Oceangate CEO Stockton Rush was also among the dead.
A close friend of Oceangate CEO Stockton Rush, who died last month when the Titan submersible exploded while on his way to the Titanic remains, has claimed Mr Rush knew the voyages would “end in disaster” but continued to develop a “mousetrap”. for billionaires”, according to a report sky News,
Carl Stanley, in an interview with 60 minutes australia, said that he had told his friend that the carbon fiber and titanium craft was dangerous. He told the outlet, “He definitely knew it was going to end like this. He literally and figuratively went out with the biggest bang you could go out with. He was the last person to kill two billionaires at the same time and make them pay for the privilege.”
Mr. Stanley said, “I think Stockton was designing mousetraps for billionaires.”
Mr. Stanley also shared his experience doing a test dive with Mr. Rush in the Bahamas in 2019. He said he had “no doubt” in his mind and believed “it was the carbon fiber tube that was the mechanical part that failed” that caused the Titan to explode. In four minutes there were loud sounds like gunshots. It’s a strange sound to hear when you’re so far down in the ocean.”

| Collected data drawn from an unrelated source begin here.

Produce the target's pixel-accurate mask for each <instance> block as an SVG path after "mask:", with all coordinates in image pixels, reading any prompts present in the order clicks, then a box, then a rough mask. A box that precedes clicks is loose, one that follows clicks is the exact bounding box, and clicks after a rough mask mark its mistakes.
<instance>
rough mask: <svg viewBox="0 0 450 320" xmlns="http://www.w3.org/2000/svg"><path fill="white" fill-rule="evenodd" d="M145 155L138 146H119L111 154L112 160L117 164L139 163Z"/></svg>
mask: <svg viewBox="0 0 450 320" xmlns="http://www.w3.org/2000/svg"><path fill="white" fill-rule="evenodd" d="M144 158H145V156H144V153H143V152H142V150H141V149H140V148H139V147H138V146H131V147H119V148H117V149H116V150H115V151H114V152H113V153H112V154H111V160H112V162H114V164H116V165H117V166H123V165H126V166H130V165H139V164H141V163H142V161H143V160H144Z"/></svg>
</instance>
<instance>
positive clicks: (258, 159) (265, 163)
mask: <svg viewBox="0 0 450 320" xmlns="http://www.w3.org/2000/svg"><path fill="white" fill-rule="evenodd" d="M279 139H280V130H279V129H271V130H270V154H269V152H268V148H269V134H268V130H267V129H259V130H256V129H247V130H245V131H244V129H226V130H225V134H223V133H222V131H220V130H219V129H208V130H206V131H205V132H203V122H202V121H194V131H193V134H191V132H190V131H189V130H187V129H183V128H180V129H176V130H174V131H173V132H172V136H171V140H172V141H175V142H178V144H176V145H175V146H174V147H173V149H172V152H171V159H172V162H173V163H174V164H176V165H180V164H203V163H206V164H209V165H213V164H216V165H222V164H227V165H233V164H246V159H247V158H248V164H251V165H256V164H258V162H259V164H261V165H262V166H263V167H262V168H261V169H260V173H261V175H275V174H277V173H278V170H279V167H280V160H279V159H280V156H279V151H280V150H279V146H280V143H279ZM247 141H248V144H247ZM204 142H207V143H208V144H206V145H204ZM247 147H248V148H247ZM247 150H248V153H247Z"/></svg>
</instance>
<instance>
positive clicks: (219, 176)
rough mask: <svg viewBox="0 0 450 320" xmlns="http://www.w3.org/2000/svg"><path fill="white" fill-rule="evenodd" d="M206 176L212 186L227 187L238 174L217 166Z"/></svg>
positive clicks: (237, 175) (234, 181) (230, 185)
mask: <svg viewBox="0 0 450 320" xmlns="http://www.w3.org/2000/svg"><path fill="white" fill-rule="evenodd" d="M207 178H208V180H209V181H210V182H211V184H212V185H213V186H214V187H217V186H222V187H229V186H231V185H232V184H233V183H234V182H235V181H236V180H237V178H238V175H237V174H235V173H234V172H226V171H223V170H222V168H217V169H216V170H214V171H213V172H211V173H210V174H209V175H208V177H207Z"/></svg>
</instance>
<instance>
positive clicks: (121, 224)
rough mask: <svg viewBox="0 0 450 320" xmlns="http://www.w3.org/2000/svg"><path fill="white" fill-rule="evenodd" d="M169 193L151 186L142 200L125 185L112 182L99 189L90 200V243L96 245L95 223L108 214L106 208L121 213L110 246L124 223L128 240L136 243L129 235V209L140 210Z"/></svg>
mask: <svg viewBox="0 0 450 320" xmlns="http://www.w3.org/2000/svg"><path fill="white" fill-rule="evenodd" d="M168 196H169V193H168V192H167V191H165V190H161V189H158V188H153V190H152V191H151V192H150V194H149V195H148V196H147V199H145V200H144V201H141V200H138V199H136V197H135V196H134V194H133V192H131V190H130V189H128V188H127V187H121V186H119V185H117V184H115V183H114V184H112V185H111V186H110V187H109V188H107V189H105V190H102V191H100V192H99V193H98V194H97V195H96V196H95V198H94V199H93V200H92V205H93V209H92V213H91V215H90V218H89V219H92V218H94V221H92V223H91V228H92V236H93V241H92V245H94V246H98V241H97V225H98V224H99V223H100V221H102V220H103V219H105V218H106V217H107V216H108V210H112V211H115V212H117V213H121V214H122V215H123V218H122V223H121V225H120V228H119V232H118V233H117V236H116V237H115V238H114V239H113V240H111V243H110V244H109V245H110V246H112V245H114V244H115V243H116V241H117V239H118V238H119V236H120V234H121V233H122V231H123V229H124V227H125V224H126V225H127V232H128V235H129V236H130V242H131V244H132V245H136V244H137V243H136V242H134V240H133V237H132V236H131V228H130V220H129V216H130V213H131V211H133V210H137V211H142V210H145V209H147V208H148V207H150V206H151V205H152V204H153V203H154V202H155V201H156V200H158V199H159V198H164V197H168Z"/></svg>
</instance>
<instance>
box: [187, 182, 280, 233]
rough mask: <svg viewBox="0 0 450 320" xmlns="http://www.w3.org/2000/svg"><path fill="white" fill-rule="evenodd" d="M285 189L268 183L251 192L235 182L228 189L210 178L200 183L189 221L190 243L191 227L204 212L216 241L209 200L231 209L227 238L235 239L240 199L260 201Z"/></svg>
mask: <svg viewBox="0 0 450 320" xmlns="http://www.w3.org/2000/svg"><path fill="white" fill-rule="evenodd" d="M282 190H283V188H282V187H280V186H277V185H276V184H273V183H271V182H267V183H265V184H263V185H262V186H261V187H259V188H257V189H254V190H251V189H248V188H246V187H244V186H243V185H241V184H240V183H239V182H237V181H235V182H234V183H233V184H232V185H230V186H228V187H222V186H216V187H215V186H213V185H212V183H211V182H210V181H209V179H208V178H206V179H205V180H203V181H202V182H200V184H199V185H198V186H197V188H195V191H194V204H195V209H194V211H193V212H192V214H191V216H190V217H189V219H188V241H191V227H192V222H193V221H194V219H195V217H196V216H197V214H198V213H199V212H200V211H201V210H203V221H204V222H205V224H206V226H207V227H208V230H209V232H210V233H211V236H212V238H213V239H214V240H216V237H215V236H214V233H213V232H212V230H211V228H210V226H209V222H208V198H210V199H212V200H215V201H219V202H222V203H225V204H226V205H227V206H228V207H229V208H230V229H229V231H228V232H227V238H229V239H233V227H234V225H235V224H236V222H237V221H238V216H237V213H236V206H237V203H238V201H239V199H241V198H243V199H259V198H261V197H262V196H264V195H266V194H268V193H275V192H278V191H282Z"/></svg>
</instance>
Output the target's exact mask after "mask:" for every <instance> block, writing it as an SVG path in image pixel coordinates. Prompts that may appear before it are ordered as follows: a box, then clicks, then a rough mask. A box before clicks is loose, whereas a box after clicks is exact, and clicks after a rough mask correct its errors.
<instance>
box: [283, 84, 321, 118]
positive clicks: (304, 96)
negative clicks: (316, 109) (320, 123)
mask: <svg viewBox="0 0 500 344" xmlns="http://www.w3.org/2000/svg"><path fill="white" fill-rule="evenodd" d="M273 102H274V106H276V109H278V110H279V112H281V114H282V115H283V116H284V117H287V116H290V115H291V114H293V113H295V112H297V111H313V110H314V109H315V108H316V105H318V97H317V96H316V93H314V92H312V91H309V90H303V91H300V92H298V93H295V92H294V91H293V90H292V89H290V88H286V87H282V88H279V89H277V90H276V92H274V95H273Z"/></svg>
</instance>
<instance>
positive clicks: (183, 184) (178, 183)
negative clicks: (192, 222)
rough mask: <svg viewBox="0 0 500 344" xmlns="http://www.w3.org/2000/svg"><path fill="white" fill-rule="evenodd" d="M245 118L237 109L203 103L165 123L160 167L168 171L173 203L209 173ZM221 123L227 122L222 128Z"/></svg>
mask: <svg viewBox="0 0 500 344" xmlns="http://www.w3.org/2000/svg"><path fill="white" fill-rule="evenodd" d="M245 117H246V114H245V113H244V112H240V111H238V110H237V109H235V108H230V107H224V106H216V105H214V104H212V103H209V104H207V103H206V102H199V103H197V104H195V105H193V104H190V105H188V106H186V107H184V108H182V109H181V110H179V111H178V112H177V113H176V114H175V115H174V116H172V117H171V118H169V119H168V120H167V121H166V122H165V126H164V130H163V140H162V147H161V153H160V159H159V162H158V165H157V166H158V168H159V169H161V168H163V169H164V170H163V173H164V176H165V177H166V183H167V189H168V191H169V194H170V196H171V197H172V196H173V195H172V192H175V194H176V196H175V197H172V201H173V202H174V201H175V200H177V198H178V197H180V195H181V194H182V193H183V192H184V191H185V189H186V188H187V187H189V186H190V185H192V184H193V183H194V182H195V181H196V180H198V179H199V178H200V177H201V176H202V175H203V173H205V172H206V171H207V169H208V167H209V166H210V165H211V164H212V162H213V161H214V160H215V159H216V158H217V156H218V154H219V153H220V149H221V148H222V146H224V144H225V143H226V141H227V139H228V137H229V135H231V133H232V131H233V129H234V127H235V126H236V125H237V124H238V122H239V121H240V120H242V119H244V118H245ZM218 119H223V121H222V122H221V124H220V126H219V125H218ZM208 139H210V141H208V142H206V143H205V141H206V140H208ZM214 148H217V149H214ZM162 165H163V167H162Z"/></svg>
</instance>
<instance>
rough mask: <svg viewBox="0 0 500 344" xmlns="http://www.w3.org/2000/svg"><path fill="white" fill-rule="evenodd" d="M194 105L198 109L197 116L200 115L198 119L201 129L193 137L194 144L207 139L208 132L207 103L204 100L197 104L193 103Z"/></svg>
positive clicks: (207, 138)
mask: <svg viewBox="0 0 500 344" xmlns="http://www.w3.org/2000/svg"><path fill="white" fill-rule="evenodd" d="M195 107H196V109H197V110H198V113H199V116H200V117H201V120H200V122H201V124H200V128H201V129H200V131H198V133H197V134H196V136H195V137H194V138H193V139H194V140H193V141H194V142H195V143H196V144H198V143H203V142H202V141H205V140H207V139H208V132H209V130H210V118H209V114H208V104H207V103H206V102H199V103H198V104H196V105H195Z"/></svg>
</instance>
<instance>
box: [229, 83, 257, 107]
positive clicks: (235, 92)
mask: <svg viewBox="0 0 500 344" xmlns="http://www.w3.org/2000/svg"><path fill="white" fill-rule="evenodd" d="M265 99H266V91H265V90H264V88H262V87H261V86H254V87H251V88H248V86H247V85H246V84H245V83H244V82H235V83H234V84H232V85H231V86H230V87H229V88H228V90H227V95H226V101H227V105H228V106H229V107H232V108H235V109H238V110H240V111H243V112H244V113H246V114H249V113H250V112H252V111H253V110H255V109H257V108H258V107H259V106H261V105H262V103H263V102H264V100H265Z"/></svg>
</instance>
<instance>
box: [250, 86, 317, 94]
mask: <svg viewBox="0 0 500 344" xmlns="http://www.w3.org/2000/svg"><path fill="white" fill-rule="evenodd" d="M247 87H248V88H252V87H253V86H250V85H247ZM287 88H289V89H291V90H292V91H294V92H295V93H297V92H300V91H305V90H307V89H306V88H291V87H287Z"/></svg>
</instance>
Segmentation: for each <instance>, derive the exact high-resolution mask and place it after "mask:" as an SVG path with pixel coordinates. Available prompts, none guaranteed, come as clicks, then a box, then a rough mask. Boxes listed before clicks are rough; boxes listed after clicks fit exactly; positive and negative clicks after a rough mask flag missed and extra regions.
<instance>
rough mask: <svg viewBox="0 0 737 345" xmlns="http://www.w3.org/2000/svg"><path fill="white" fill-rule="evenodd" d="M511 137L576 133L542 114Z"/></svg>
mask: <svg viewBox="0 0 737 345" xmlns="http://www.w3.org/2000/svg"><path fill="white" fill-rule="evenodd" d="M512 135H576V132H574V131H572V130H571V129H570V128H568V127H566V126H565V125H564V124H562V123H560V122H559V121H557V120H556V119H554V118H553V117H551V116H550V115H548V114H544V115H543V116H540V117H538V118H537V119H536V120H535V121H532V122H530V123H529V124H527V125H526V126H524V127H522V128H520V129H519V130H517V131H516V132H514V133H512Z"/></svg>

According to Mr Stanley, he expressed his concern about the “breakdown” of the ship’s carbon fiber hull to his friend, and told him in a series of furious calls and emails that “it will get worse”. During the interview he said, “I literally painted a picture of his damaged sub below, and even that’s not enough. He was risking his own and his customers’ lives to go down in history.”
A few weeks ago, experts recovered presumed human remains from the remains of the Titan sub, according to the US Coast Guard. The damaged wreckage recovered from the small submarine was towed off to eastern Canada, ending an arduous search and recovery operation. A debris field was also found on the ocean floor 1,600 feet from the Titanic’s bow, more than two miles (about four kilometers) below the ocean’s surface and 400 miles off the coast of Newfoundland.
British explorer Hamish Harding, French submarine expert Paul-Henri Nargiolet, Pakistani-British tycoon Shahzada Dawood and his son Sulaiman and Stockton Rush, CEO of sub operator Oceangate Expeditions, were killed in the tragic accident.